Omega is an extension of the TeX typesetting system that uses the Basic Multilingual Plane of Unicode. It was authored by John Plaice and Yannis Haralambous after TeX development was frozen in 1991, primarily to enhance TeX's multilingual typesetting abilities. It includes a new 16-bit font encoding for TeX, as well as fonts (omlgc and omah) covering a wide range of alphabets.
At the 2004 TeX Users Group conference, Plaice announced his decision to split off a new project (not yet public), while Haralambous continued to work on Omega proper.
LaTeX for Omega is invoked as lambda.
Aleph and LuaTeX
Although the project seemed very promising from the beginning, the development has been slow and the functionality rather unstable. A separate project was started with the goal of stabilizing the code and extending it with e-TeX functionality, known as Aleph, and led by Giuseppe Bilotta.

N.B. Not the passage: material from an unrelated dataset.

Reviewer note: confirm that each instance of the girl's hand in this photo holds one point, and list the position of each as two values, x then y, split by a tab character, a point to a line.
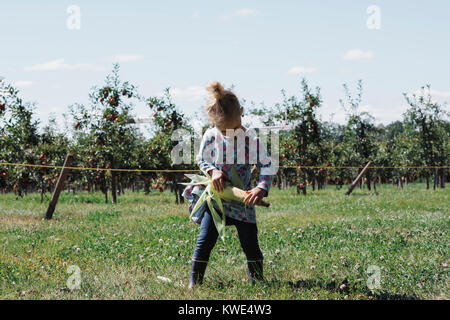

The LaTeX for Aleph is known as Lamed.
Aleph alone is not being developed any more, but most of its functionality has been integrated into LuaTeX, a new project initially funded by Colorado State University (through the Oriental TeX Project by Idris Samawi Hamid) and NTG. LuaTeX started in 2006 and released the first beta version in Summer 2007. It will be a successor of both Aleph and pdfTeX, using Lua as an integrated lightweight programming language. It is developed primarily by Taco Hoekwater.